Luise died on 9 March 1859 in Venice after a short illness. She was buried on 21 March at buried at Wagensberg Castle (now Bogenšperk in Litija, Slovenia) with a funeral service conducted by Ludwig Theodor Elze, the Protestant pastor from Ljubljana.

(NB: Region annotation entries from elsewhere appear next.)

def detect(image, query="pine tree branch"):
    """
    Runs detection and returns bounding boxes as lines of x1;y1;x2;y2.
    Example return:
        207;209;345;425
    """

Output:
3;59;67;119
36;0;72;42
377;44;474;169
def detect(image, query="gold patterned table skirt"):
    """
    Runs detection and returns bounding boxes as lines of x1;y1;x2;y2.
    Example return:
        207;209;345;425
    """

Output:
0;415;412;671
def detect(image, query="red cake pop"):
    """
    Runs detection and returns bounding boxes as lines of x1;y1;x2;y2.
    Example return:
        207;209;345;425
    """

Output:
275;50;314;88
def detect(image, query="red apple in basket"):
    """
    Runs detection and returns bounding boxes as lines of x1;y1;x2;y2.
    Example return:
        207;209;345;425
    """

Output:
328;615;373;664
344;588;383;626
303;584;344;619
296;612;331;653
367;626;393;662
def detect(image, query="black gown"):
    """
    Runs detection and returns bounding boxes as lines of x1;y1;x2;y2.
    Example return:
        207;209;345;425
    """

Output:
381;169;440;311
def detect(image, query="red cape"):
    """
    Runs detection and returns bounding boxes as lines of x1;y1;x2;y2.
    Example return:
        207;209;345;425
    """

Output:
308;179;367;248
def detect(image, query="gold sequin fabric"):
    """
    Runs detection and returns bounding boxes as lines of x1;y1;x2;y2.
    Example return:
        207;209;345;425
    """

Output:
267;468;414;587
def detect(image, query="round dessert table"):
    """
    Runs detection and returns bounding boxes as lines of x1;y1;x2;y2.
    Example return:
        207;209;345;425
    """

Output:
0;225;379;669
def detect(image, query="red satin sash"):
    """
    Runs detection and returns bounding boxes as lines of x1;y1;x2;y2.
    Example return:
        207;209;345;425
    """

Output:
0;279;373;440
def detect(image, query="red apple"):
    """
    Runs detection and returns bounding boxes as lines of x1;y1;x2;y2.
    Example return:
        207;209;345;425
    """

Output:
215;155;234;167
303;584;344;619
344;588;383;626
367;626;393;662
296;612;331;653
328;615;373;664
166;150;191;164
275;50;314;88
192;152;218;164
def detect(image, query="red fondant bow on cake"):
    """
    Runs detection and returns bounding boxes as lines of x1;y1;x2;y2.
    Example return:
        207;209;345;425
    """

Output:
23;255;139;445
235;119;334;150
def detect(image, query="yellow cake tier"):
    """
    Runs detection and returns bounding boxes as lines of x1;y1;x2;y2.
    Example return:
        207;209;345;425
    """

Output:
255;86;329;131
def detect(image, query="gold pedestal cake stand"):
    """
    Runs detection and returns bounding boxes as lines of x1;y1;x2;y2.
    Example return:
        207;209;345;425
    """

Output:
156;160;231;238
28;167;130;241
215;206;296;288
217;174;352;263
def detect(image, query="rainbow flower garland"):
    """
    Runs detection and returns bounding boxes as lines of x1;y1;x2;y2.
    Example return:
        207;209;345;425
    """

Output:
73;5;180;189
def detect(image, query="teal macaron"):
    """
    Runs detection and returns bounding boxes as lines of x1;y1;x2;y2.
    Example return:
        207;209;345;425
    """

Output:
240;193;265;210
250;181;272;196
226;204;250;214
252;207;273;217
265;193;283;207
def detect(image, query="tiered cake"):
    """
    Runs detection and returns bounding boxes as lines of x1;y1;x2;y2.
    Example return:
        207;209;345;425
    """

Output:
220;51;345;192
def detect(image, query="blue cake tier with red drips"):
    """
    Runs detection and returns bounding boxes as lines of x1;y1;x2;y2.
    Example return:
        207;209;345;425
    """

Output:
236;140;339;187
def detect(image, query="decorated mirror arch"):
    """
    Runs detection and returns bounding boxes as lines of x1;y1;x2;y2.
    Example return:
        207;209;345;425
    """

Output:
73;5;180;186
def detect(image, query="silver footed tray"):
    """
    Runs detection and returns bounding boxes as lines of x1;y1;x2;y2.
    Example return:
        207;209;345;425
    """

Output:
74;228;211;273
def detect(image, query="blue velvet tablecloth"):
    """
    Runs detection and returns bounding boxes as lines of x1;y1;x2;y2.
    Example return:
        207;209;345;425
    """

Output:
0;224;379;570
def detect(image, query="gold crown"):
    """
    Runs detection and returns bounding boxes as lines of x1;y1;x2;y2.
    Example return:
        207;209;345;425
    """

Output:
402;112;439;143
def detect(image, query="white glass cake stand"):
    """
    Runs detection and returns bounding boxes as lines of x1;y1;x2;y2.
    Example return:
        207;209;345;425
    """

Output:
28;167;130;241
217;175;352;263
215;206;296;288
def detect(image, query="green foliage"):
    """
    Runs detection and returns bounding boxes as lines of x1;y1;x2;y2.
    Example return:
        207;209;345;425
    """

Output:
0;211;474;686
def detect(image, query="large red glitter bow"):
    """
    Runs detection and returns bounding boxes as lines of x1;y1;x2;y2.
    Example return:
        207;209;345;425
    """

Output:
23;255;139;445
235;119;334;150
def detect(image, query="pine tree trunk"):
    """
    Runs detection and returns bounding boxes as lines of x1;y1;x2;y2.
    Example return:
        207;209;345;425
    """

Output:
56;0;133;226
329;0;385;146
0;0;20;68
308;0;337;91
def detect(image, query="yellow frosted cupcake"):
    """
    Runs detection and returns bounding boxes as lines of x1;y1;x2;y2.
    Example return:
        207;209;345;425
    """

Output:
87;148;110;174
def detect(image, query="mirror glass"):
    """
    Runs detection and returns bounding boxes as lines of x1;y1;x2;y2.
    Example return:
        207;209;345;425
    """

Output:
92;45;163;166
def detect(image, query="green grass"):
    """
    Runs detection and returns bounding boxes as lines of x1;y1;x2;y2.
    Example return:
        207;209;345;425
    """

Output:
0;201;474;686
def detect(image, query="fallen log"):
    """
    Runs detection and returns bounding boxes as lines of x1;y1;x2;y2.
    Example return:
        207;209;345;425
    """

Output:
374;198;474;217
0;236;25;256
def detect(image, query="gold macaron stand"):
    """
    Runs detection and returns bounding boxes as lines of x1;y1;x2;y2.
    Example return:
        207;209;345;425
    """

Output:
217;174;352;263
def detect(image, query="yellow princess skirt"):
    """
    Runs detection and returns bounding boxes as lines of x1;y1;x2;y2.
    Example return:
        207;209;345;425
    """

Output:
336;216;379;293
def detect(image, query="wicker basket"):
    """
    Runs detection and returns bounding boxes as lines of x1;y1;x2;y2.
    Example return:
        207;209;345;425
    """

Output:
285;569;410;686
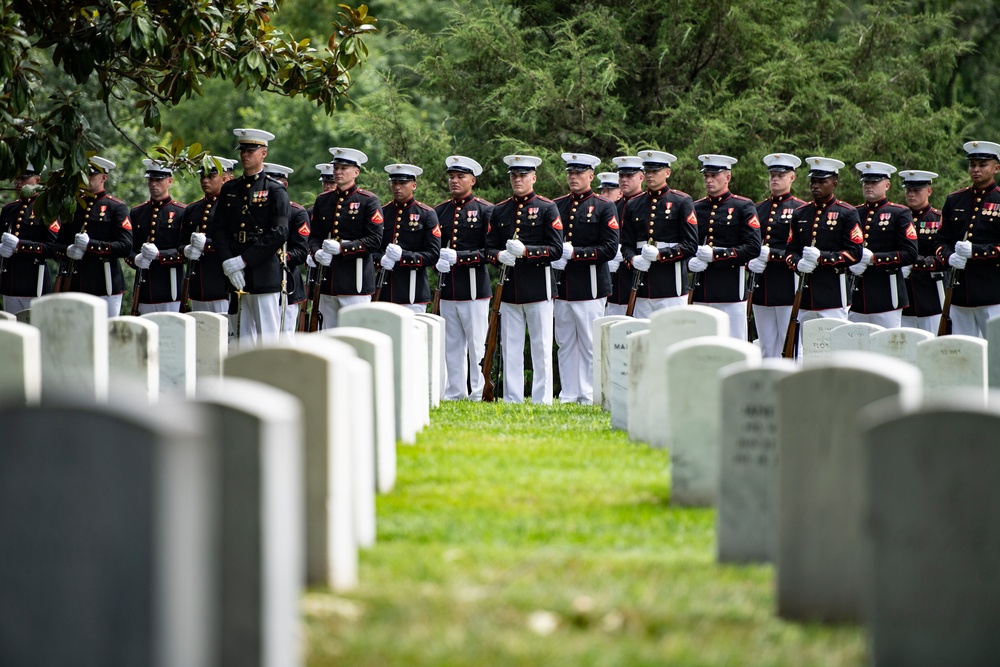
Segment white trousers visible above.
[440,299,490,401]
[604,303,628,315]
[3,296,37,315]
[694,301,747,340]
[139,301,181,315]
[622,294,687,319]
[191,299,229,315]
[951,304,1000,338]
[239,292,281,349]
[553,299,605,405]
[319,294,372,329]
[847,309,903,329]
[753,306,792,357]
[500,299,552,405]
[900,315,940,336]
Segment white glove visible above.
[140,243,160,262]
[632,255,653,273]
[497,250,517,266]
[795,257,819,273]
[222,255,247,276]
[316,248,333,266]
[229,269,247,292]
[688,257,708,273]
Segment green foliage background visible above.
[11,0,1000,211]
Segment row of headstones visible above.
[0,295,443,667]
[595,307,1000,664]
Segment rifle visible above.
[938,226,971,336]
[482,264,507,403]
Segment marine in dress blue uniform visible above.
[688,154,760,340]
[209,128,291,347]
[375,164,441,313]
[604,155,646,315]
[180,156,236,314]
[848,160,917,329]
[899,169,946,335]
[126,160,185,315]
[309,146,383,329]
[785,157,865,322]
[619,150,698,318]
[0,164,59,313]
[747,153,805,357]
[552,153,619,405]
[486,155,563,405]
[54,155,132,317]
[434,155,493,401]
[936,141,1000,338]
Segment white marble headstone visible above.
[607,317,649,430]
[108,315,160,404]
[659,336,761,507]
[775,352,921,622]
[869,327,934,366]
[715,359,798,563]
[142,313,196,398]
[830,320,885,352]
[0,320,42,406]
[31,292,108,402]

Hugo succeeded his father as Prince and head of the cadet branch of the House of Windisch-Graetz in 1867. After her death, her husband married Princess Matylda Radziwill, the daughter of Prince Friedrich Wilhelm Radziwill, 14th Duke of Nieśwież (eldest son of Prince Antoni Radziwiłł), and Countess Mathilde Christina von Clary und Aldringen (a daughter of Carl Joseph, 3rd Prince of Clary-Aldringen), at Teplitz on 9 October 1867. He had three more children with Princess Matylda.

==Descendants==
Through her son Hugo Weriand, she was a grandmother of Princess Marie Luise Christiane Alexandrine (who married Count Giovanni Ceschi a Santa Croce); Prince Hugo Vinzenz Alexander Maria (who married Princess Leontina of Fürstenberg, a daughter of Maximilian Egon II, Prince of Fürstenberg); Princess Elisabeth Mathilde (who married Leone Rosa); Prince Alfred Veriand (who married Princess Marie of Hohenlohe-Langenburg); Prince Eduard Vincenz Heinrich (who married Alix of Isenburg-Büdingen); Princess Olga Maria Paula Josefa (who married Baron Andreas von Morsey genannt Picard and, after their divorce, Count Hubertus Maria von Ledebur-Wicheln); Princess Maria Wilhelmine Albertina Josepha (who married Baron Leonidas Andreas Economo di San Serff); Prince Franz Josef Niklas (who married Desiree von Wagner-Latour Edle von Thurmburg); Princess Marie Gabriele Valentine (who married Prince Hans of Hohenlohe-Schillingsfürst, a son of Prince Viktor II of Hohenlohe-Schillingsfürst, 2nd Duke von Ratibor and Countess Marie Breuner-Enckevoirt); Prince Gottlieb Engelbert Maria Anton (who died unmarried); and Princess Marie Antoinette (who married Count Girolamo di Bosdari).